Die Brünette runzelt die Augenbrauen, schürzt die Lippen, schaut skeptisch.
“Näh, findisch gar nisch. Nääääh … sieht voll komisch aus.” Finde ich gar nicht, ich finde, das Teil würde der Blonden bestimmt gut stehen!
“Was? Wieso?! Was isn faul dran?” Die Blonde kann es einfach nicht glauben.
“Voll hässlisch!”
“Was: ich oder das Shirt, ey?”
“Beide.” Die Brünette lacht aus voller Kehle.
“Du bist voll bescheuert, ey!”
“Ey wartma, komma kurz mit.” Die Augen der Brünetten blitzen auf. Ihr sitzt der Schalk im Nacken.
“Wieso das denn jetz?” Die Blonde versteht die Welt nicht mehr. Warum soll sie jetzt woanders hingehen? Ausgerechnet jetzt, wo die Freundin sie ach so mies behandelt?
“Komm dochma mit, ey. Zeigisch Dir!” Die Brünette zerrt die Blonde an der Hand in eine Ecke, hinter eine Stehlampe. Dann lässt sie ihre Hand los.
“Ey, willst Du mich verarschen!?” Die Blonde verliert langsam die Geduld, während die andere dasteht und ein fettes Grinsen auf den Lippen hat.
“Nee, ich wollt Dich nur hinters Licht führn, ey!” Die Blonde schaut ungläubig. Es dauert etliche Momente, bis sie begriffen hat. Dann gackern beide los.

Jemanden hinters Licht führen. Ursprünglich bedeutete diese Wendung, dass jemand dorthin geführt wurde, wo das Licht einer Lampe abgeschirmt war. Hier konnte man also nicht sehr gut sehen, was vor sich ging …

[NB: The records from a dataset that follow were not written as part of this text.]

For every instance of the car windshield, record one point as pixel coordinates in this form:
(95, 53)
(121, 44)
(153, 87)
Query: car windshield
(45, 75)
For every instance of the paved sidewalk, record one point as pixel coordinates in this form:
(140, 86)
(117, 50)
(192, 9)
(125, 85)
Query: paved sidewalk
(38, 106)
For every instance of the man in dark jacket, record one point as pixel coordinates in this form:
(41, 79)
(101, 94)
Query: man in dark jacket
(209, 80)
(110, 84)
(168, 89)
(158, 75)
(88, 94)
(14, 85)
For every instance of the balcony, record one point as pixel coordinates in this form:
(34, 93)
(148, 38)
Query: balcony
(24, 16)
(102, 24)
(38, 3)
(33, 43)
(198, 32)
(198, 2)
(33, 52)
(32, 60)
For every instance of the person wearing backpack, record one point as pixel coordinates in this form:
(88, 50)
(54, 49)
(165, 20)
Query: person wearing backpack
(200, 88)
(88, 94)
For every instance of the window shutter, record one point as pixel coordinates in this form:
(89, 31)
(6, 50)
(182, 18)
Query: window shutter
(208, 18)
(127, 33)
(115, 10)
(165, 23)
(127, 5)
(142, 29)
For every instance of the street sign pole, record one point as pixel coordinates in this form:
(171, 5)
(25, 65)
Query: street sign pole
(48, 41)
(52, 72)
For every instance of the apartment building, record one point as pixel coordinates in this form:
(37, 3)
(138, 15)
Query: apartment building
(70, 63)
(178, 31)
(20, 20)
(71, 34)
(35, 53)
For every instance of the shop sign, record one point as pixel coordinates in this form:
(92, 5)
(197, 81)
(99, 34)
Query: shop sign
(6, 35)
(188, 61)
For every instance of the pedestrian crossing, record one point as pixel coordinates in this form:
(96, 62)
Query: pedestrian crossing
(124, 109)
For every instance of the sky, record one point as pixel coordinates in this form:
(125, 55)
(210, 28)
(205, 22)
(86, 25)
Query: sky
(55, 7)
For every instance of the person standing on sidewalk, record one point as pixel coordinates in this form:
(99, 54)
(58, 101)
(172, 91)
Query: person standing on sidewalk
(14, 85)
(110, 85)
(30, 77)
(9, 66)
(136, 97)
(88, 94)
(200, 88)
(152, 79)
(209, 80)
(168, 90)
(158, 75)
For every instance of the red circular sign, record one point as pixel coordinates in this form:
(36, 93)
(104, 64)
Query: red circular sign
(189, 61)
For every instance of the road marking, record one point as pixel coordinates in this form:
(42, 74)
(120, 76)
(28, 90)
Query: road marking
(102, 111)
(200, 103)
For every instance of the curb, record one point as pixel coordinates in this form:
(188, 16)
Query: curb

Ich muss mir selbst eingestehen, auch ich finde die AKtion der Brünette sehr komisch – und ziemlich intelligent. Ich gackere mit.


Schaufensterpuppe in Friedrichshain

Das geht doch auf keine Kuhhaut!

Gerd aus Mecklenburg-Vorpommern schreibt: „[…] Mir ist gerade Folgendes entwichen: Das geht doch auf keine Kuhhaut! Woher stammt diese Redewendung?“

Ich habe für Dich recherchiert, lieber Gerd: Der Ausruf Das geht auf keine Kuhhaut stammt aus dem Mittelalter. Damals schrieb man noch nicht auf Papier, sondern auf Pergament. Dieses Material gewann man aus verschiedenen Tieren: Schafen, Ziegen oder Kälbern. Je größer das Tier, desto größer auch das Pergament. Und so ein Pergament aus Kuh ist eben ein ganz besonders großes. So weit, so gut. Und nun?

Damals jedenfalls glaubten die Menschen, der Teufel würde all ihre Sünden auf Pergament notieren und sie ihnen nach ihrem Ableben darlegen. Ah, man ahnt es schon: Passten all diese Sünden nicht einmal auf eine Kuhhaut – nämlich auf ein besonders großes Pergament! –, so hatte der betreffende Sünder mächtig viel auf dem Kerbholz

Die Redensart Das geht auf keine Kuhhaut drückt heute aus, dass etwas zuviel des Guten – oder eben des Schlechten – ist. Ja, und manchmal ist es auch der Tropfen, der das Fass zum Überlaufen bringt. Doch dazu später.

Das geht doch auf keine Kuhhaut! – Bullen auf Pferden (in Denver, Colorado/USA)

Es zieht wie Hechtsuppe

Meine Güte, ist das windig draußen! In unserer schönen Berliner Altbauwohnung sind ein paar Fenster geöffnet. Sie schlagen kräftig gegen die Rahmen. Es zieht wie Hechtsuppe!
Schluss mit dem Lüften. Hingeeilt, und die Fenster geschlossen. Ruhe – und Windstille.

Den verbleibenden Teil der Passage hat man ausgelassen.